Les Sénats du monde
Émotion toute particulière puisque c’était la première fois, dans l’histoire des parlements, que les présidents des Sénats du monde se retrouvaient pour débattre du bicamérisme. La signification de cet événement a été d’autant plus forte qu’il se déroulait en une année déjà hautement symbolique en soi, l’année 2000. Émotion toute particulière également devant le nombre et la qualité des délégations qui avaient décidé de répondre positivement à l’invitation lancée par leurs collègues du Sénat français, malgré l’éloignement et la durée du voyage pour beaucoup d’entre eux et en dépit aussi — et nous avons péché par excès de modestie — de la brièveté de cette rencontre : une seule journée et encore, une petite journée, c’était à l’évidence trop court pour débattre de nos problèmes communs, de la situation et des perspectives du bicamérisme à l’aube du troisième millénaire.

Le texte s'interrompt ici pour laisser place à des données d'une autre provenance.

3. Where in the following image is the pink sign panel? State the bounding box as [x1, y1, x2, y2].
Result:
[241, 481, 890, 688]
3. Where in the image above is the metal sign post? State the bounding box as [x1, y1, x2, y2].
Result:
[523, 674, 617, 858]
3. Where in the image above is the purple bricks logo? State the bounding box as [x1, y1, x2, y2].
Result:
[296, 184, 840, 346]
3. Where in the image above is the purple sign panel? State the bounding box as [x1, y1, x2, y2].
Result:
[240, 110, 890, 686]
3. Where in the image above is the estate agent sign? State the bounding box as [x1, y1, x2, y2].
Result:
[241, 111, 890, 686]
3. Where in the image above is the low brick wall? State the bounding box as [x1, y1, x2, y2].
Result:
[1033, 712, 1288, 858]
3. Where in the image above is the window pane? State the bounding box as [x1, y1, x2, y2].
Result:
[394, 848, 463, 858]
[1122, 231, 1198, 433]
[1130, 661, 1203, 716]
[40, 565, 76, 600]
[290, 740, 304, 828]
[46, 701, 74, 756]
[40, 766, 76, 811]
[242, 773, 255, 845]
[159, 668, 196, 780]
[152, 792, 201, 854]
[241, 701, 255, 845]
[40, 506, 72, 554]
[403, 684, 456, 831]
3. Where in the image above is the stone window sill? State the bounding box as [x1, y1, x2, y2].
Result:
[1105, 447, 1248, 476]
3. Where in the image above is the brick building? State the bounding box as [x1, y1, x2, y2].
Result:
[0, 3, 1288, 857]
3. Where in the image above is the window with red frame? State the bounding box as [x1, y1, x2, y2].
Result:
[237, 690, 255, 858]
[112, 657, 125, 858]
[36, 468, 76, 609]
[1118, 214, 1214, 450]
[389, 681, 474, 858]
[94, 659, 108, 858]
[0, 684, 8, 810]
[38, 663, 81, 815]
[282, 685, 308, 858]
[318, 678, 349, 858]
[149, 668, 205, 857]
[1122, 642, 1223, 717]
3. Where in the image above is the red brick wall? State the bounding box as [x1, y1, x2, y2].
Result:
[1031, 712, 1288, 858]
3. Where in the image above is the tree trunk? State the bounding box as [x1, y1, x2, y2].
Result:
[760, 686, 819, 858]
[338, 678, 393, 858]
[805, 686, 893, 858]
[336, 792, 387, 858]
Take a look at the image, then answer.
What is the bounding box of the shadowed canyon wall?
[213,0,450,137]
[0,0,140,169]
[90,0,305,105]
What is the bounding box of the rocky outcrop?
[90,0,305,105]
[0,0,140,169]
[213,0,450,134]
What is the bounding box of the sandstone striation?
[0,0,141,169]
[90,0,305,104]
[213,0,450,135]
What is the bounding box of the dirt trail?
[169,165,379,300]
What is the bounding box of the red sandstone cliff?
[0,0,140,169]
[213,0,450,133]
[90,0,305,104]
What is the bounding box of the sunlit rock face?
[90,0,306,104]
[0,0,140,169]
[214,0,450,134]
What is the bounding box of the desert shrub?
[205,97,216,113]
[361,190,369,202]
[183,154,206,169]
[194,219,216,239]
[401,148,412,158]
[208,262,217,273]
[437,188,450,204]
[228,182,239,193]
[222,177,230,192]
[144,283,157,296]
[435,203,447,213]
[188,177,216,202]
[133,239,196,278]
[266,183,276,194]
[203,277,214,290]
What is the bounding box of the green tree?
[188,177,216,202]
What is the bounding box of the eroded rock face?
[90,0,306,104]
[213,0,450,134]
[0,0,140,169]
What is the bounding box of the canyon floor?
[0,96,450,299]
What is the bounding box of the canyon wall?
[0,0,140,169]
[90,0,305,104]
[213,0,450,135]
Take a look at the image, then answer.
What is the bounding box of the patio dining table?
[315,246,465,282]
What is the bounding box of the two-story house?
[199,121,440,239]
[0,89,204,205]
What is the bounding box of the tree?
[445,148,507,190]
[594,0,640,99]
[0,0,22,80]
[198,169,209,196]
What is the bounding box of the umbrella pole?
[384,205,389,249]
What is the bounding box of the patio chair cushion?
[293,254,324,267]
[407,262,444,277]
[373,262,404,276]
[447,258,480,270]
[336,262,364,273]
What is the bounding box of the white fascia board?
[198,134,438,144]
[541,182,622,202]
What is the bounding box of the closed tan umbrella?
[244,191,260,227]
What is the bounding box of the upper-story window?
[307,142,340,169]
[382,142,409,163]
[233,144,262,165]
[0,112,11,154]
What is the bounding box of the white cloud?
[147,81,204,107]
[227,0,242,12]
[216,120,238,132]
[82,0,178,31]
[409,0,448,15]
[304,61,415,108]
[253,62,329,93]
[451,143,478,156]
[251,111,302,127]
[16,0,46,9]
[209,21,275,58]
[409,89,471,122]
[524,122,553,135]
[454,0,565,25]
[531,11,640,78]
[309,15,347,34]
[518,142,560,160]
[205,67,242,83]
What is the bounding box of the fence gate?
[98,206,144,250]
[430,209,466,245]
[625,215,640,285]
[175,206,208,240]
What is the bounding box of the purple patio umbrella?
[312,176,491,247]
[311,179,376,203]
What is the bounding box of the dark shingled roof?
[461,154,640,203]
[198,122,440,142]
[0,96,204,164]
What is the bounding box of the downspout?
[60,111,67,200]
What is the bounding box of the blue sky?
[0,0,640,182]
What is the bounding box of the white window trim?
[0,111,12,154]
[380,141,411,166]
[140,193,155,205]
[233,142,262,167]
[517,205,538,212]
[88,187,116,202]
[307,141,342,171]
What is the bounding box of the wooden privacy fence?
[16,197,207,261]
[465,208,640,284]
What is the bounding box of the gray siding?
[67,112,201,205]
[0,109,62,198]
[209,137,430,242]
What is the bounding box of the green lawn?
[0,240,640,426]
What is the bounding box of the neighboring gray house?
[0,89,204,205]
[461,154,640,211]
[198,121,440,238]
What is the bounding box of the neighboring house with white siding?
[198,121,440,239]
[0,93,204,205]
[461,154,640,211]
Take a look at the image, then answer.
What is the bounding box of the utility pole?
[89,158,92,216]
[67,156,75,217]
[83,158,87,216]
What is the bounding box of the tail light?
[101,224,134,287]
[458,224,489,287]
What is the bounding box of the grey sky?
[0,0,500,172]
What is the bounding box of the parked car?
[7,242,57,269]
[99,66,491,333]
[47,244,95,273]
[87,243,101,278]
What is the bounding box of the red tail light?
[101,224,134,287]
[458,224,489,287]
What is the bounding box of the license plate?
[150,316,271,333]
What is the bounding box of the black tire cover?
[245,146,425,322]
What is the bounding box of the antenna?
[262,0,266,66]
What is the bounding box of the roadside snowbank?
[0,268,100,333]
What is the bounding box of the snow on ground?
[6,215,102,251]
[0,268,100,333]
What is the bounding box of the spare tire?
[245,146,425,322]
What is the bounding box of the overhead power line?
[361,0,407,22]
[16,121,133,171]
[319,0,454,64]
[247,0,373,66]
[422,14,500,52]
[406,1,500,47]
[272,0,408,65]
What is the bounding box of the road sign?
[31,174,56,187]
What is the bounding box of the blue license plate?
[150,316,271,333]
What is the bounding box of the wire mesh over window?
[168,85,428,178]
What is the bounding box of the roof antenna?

Qu’avons-nous en effet en commun ?
Nous avons tout d’abord — et de ce point de vue, le constat est clair — le privilège d’appartenir à des institutions : les Sénats et les Secondes Chambres, dont le nombre et le rayonnement traduisent une extrême vitalité. Nous étions 45 en 1970, nous sommes aujourd’hui près de 70 et nous serons très certainement plus de 80 dans quelques années, puisqu’une douzaine d’États ont d’ores et déjà pris la décision d’adopter le système bicaméral, ou décidé d’engager le processus conduisant au bicamérisme. Nous partageons également l’appartenance à des institutions caractérisées par l’extrême diversité de leurs compositions et de leurs fonctions. La diversité est consubstantielle au bicamérisme, car les Sénats révèlent les réalités sociales et politiques des différents pays. Si les premières Chambres ont toujours et partout plus ou moins les mêmes modes d’élection et les mêmes fonctions, les Sénats, eux, peuvent s’affranchir de ce modèle abstrait, diversifier la représentation et mieux prendre en compte la réalité sociologique, évidemment extrêmement diverse, des États. Dans le mouvement actuel de globalisation ou de mondialisation, ce respect de la diversité est en soi d’une richesse toute particulière.
Est-ce à dire que cette diversité défie l’analyse ?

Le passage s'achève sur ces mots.